Es increíble, en vez de sentirse orgullosos de como nuestros atletas eran exitosos y ganando medallas gracias a sus grandes esfuerzos y preparaciones, aquí habían muchos y rogando, porque la corredora olímpica Marileidy perdiera la carrera en la que un espectador desaprensivo lanzara un objeto para que la afectara a ella o a otra atleta, mientras a su igual masculino, Gabriel Moronta, el matutino LD publicaba y de abusador, que ganaba “una inesperada” medalla de oro y como aviso para que nadie de los medios le entrevistara y tal  como en efecto ha sucedido.

Semejante actitud y comportamiento tan surrealista y para no decir una grosería, demostró la terrible crueldad y envidia y resentimiento y hasta odio hacia el triunfo ajeno que caracteriza a muchos dominicanos y quienes en estos casos, no perdonan que atletas de raza negra e hijos de pueblo y residentes en los barrios periféricos de las ciudades y provenientes de núcleos familiares compuestos por ciudadanos de a pie, pudieran ser ellos los grandes protagonistas de estos éxitos deportivos que deberían llenar de orgullo a toda la nación.

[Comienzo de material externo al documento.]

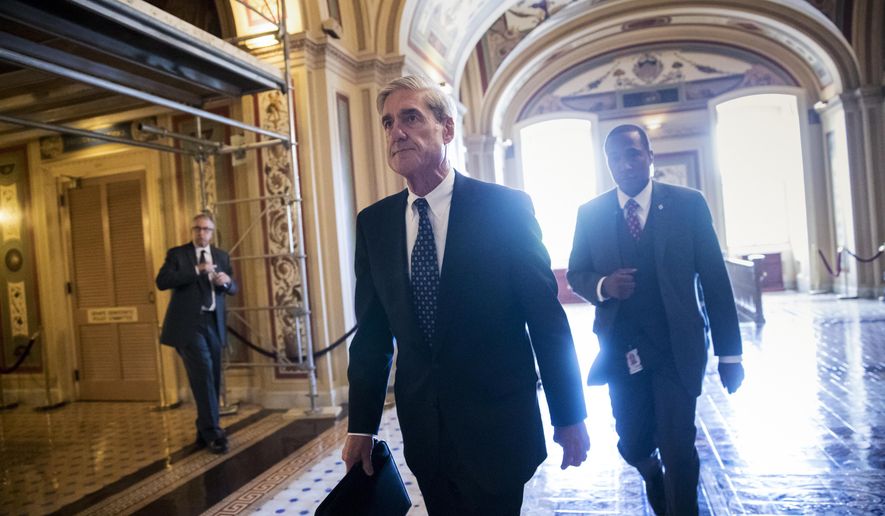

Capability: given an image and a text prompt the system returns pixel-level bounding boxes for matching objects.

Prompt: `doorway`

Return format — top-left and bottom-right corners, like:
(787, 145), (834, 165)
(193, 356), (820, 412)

(715, 93), (809, 290)
(64, 171), (159, 401)
(518, 118), (597, 303)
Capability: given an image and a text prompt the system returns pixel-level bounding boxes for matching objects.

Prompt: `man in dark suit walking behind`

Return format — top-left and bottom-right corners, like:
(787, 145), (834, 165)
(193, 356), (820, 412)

(343, 77), (590, 516)
(157, 213), (237, 453)
(568, 125), (744, 516)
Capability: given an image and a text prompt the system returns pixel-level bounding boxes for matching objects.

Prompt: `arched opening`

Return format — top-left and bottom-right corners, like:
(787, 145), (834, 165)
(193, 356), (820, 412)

(714, 93), (809, 290)
(517, 118), (597, 302)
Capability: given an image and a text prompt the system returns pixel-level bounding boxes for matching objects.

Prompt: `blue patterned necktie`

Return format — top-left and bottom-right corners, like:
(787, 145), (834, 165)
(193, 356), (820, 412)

(624, 199), (642, 240)
(412, 198), (439, 345)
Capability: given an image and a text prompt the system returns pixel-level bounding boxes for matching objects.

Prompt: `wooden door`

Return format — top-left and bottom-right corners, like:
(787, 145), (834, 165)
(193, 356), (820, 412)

(66, 172), (159, 400)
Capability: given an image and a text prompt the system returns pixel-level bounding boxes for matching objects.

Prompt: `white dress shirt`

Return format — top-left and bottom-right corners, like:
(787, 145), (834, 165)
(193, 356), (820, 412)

(194, 246), (215, 312)
(596, 181), (742, 364)
(405, 170), (455, 278)
(347, 170), (455, 437)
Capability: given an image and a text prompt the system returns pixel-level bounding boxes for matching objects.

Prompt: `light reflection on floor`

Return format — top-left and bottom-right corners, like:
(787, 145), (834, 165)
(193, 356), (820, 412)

(224, 293), (885, 516)
(0, 293), (885, 516)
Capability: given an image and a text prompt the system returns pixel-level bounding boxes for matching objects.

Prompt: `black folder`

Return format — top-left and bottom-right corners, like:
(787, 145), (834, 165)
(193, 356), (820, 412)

(314, 441), (412, 516)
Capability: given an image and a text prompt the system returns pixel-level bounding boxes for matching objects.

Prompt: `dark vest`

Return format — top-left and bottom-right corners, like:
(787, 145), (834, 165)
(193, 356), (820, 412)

(612, 204), (672, 369)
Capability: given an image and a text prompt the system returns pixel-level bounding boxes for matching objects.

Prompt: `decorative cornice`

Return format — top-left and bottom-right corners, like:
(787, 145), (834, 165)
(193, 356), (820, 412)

(289, 33), (404, 84)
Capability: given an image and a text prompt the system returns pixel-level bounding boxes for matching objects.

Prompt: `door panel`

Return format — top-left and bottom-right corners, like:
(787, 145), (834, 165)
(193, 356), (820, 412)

(67, 173), (159, 400)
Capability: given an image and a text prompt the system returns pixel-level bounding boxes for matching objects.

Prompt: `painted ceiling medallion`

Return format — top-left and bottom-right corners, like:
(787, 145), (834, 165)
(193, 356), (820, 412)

(633, 53), (664, 84)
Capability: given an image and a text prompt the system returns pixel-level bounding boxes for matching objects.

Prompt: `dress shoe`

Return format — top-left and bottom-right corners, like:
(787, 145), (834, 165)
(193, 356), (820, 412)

(645, 468), (667, 516)
(206, 437), (228, 455)
(634, 453), (667, 516)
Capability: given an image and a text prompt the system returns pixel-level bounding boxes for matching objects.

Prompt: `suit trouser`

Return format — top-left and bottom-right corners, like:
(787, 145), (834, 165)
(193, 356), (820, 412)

(415, 425), (525, 516)
(175, 312), (224, 442)
(609, 367), (700, 516)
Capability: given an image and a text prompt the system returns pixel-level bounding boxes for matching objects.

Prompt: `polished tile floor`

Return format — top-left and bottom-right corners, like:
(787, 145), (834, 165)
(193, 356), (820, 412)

(207, 293), (885, 516)
(0, 293), (885, 516)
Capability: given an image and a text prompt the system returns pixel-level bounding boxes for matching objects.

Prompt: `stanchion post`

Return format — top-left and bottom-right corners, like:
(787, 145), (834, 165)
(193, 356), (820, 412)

(0, 375), (18, 411)
(34, 330), (68, 412)
(218, 346), (240, 416)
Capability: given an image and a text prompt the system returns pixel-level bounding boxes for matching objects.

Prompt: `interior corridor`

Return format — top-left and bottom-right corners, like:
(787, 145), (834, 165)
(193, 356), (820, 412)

(0, 293), (885, 516)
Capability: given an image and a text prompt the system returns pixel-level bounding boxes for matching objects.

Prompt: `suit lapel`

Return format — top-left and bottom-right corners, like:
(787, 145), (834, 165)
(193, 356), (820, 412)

(185, 242), (197, 267)
(434, 172), (475, 349)
(378, 190), (421, 339)
(646, 183), (674, 268)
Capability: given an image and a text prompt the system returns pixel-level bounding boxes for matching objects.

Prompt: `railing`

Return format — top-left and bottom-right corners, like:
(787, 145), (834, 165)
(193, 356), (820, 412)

(725, 258), (765, 324)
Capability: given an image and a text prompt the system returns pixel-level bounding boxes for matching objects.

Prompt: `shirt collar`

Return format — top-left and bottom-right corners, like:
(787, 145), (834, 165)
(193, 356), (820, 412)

(618, 179), (654, 212)
(408, 170), (455, 215)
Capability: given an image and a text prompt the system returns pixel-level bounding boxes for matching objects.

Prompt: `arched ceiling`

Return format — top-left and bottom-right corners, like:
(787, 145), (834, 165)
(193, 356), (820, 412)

(470, 0), (859, 134)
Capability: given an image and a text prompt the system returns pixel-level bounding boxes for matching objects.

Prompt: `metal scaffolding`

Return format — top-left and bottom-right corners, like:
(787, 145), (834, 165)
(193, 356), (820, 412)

(0, 0), (323, 416)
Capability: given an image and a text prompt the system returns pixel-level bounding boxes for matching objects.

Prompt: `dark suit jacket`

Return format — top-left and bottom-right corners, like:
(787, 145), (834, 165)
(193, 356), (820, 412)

(567, 182), (741, 395)
(348, 174), (586, 490)
(157, 242), (237, 346)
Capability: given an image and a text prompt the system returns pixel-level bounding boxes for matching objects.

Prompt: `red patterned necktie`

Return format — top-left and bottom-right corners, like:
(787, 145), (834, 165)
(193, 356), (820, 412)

(624, 198), (642, 240)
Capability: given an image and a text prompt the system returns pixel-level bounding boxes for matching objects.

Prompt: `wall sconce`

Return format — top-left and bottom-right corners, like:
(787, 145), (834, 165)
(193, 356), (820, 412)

(644, 118), (664, 131)
(321, 18), (342, 39)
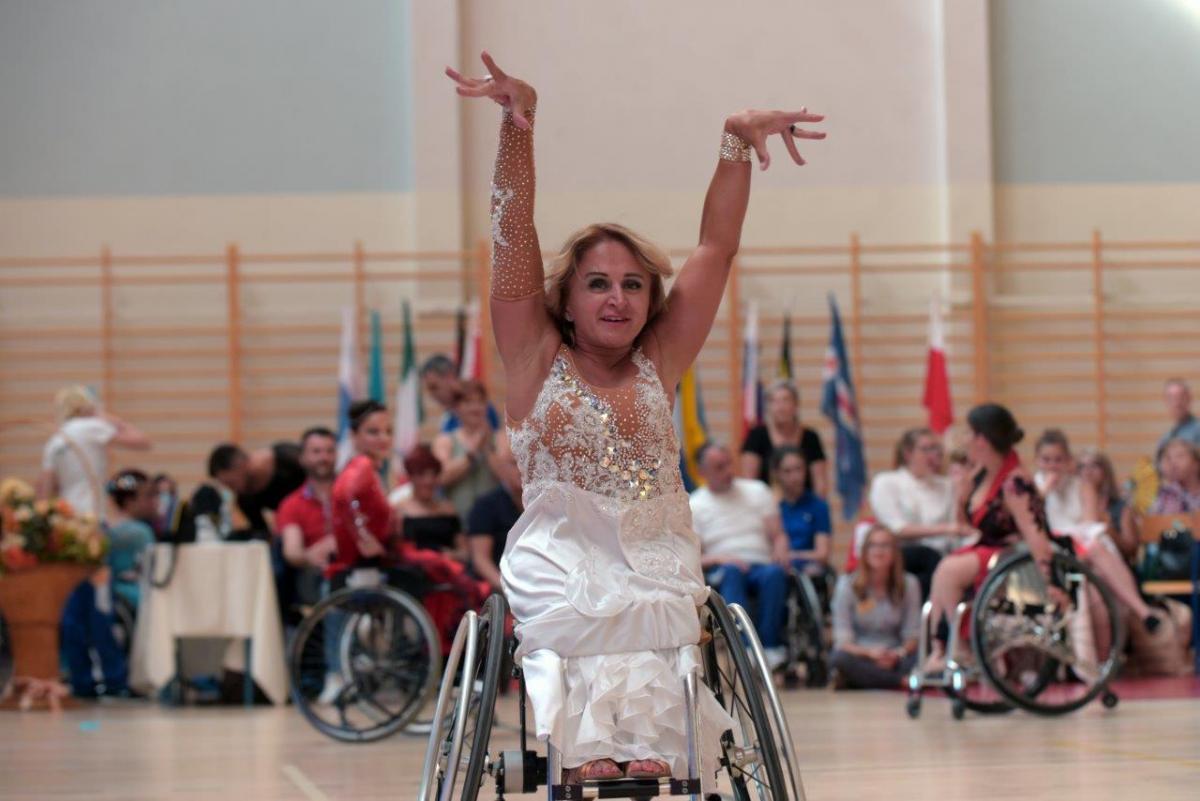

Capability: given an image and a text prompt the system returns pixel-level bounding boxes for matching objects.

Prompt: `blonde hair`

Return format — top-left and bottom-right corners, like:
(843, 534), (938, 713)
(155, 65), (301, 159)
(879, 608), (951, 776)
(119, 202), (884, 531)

(851, 523), (905, 604)
(54, 384), (96, 421)
(546, 223), (674, 345)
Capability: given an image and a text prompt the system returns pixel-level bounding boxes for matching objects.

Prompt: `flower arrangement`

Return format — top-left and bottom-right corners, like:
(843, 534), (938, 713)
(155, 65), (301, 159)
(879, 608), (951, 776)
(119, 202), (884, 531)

(0, 478), (108, 574)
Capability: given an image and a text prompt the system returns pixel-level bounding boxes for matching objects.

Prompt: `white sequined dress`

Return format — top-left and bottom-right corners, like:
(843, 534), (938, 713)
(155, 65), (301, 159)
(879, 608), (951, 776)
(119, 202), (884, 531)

(500, 347), (732, 782)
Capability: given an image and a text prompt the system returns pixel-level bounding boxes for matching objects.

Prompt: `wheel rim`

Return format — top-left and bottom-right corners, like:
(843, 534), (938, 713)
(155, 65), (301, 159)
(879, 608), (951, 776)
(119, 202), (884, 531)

(288, 588), (442, 742)
(972, 554), (1123, 715)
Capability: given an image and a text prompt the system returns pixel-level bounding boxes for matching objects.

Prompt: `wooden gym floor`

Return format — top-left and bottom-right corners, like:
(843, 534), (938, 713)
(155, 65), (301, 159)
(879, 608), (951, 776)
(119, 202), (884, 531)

(0, 679), (1200, 801)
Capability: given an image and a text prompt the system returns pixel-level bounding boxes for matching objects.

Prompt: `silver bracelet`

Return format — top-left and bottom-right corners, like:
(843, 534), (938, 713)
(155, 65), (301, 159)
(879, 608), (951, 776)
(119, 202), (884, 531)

(721, 131), (750, 162)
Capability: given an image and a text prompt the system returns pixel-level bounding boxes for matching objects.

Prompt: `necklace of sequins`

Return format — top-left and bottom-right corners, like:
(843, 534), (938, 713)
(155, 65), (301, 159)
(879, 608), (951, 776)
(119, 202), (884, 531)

(556, 359), (662, 499)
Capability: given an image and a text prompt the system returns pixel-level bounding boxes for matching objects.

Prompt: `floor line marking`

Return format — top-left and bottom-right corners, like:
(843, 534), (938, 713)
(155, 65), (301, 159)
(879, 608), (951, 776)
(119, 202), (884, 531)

(283, 765), (329, 801)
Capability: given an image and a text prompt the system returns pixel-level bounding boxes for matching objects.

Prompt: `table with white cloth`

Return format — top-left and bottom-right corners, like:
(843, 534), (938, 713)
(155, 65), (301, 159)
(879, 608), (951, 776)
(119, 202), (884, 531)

(130, 542), (288, 704)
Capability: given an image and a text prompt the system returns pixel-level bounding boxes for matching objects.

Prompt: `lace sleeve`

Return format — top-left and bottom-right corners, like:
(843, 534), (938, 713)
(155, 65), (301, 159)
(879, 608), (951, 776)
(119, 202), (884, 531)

(492, 109), (544, 300)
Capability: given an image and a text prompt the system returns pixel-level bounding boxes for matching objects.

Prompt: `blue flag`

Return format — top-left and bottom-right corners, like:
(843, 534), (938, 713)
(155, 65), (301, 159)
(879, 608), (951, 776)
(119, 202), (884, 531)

(821, 294), (866, 520)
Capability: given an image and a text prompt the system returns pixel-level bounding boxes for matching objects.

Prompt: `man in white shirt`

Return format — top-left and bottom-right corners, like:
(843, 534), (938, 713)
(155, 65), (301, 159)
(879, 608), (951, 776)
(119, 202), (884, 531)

(37, 386), (150, 518)
(690, 445), (787, 668)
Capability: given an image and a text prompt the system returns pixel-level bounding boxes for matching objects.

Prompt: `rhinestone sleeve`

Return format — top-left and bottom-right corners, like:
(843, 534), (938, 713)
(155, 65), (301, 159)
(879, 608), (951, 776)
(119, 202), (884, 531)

(492, 103), (545, 300)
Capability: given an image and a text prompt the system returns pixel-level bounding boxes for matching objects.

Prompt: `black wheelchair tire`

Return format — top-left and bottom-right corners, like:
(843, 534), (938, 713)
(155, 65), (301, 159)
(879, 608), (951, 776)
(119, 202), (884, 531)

(971, 552), (1124, 717)
(451, 594), (509, 801)
(288, 586), (442, 742)
(703, 591), (790, 801)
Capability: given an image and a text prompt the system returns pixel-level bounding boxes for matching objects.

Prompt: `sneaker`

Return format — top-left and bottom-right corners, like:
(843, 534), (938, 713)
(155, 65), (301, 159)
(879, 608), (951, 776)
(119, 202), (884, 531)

(317, 673), (346, 706)
(762, 645), (787, 673)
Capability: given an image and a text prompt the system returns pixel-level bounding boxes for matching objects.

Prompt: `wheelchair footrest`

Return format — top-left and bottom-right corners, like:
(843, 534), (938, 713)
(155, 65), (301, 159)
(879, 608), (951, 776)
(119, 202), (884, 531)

(552, 776), (700, 801)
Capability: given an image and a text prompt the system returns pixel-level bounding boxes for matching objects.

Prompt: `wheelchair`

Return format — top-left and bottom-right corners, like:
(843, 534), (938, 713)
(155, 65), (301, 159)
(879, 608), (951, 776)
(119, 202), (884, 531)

(288, 568), (442, 742)
(906, 547), (1126, 719)
(418, 591), (804, 801)
(784, 568), (836, 688)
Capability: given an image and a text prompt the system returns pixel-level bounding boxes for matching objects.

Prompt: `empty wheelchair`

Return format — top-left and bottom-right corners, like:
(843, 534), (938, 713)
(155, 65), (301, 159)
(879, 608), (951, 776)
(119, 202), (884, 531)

(908, 547), (1124, 718)
(418, 592), (804, 801)
(288, 568), (442, 742)
(784, 570), (836, 687)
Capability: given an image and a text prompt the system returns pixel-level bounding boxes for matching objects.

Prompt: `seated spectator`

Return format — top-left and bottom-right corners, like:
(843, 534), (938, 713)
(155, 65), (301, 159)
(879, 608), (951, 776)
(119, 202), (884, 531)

(104, 470), (158, 609)
(467, 450), (524, 592)
(1079, 450), (1140, 565)
(739, 381), (829, 498)
(421, 354), (500, 433)
(1033, 428), (1158, 632)
(433, 381), (508, 520)
(37, 386), (150, 519)
(152, 472), (180, 540)
(869, 428), (976, 598)
(1154, 378), (1200, 462)
(276, 427), (337, 604)
(770, 445), (833, 576)
(829, 524), (920, 689)
(392, 445), (467, 562)
(238, 442), (306, 535)
(690, 445), (787, 668)
(1148, 439), (1200, 514)
(188, 442), (258, 542)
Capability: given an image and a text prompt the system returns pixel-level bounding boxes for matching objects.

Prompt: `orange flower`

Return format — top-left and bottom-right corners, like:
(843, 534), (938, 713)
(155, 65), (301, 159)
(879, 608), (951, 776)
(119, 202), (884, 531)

(0, 548), (37, 570)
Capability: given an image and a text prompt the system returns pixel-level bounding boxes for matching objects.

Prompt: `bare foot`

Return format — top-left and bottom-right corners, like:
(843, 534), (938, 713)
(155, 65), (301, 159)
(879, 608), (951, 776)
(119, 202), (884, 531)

(625, 759), (671, 778)
(564, 759), (624, 784)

En realidad, la mayoría no se identifica con ninguno de estos atletas, los discriminan por raza y origen familiar y de tan equivocados, que solo se sienten a gusto cuando el atleta es de raza blanca y rubia y mucho mejor si el apellido “suena” a sajón, eslavo del norte de Europa y ni hablemos del comportamiento a lo bestia, de tantos que discriminan y hasta odian a los atletas de origen haitiano y para nada quieren entender  y este el gran mérito de los juegos panamericanos 2026, que los dominicanos hemos tenido que descubrir, que fuera de los dominicanos que aparecen en los medios de comunicación, hay muchos otros, millones, hijos de inmigraciones de 100 años atrás y la mayoría provenientes de Haití o de las islas Vírgenes y también de las Antillas orientales y ahora lo nuevo, de los hijos de inmigrantes dominicanos que abandonaron el país para la década de los años sesenta y ya para los noventa, la mayoría se habían nacionalizado de otros países y principalmente de EEUU  y veinte años después comenzaban a llegar los hijos y la mayoría acomplejados y drogadictos, pretendiendo que se les considerara más ciudadanos que los dominicanos que no han cambiado de nacionalidad.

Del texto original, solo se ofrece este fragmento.